Una semana después de la celebración del Día del mar, hoy recuperamos una columna escrita por Mario Vargas Llosa, en El País el año 2004, sobre la idea: “[Para Bolivia] El mar perdido ha sido una perenne nostalgia que impregna su literatura y su vida política”.

Estudié los cuatro primeros años de colegio en Cochabamba, Bolivia, y recuerdo que varias veces al mes, acaso todas las semanas, los alumnos de La Salle cantábamos formados en el patio un himno reclamando el mar boliviano del que Chile se apoderó a raíz de la guerra del Pacífico (1879).

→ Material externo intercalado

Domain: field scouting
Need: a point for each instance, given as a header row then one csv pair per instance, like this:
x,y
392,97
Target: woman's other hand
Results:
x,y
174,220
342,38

En ese conflicto, Perú y Bolivia perdieron importantes territorios, pero para esta última perder los 480 kilómetros de litoral significó quedar convertida en un país mediterráneo, enclaustrado entre las cumbres de los Andes, cortado del Pacífico, una mutilación a la que Bolivia nunca se conformó y que ha seguido gravitando sobre la sociedad boliviana como un trauma psíquico.

El mar perdido ha sido una perenne nostalgia que impregna su literatura y su vida política, al extremo de que hasta hace poco Bolivia tenía una simbólica Marina de Guerra (acaso la tenga todavía) en espera de que, el añorado día en que accediera de nuevo al mar, dispondría ya de un cuerpo de oficiales y marineros preparados para tomar posesión inmediata de las aguas recobradas. Ha sido, también, el argumento histórico esgrimido para explicar el atraso económico y la pobreza de Bolivia, y el tema al que recurrían los presidentes y dictadores cada vez que necesitaban conjurar las divisiones internas o disimular su impopularidad. Porque, en efecto, el reclamo del mar es en la historia de Bolivia uno de los pocos asuntos que consolidan la unidad nacional, una aspiración que prevalece siempre sobre todas las divisiones étnicas, regionales e ideológicas entre los bolivianos.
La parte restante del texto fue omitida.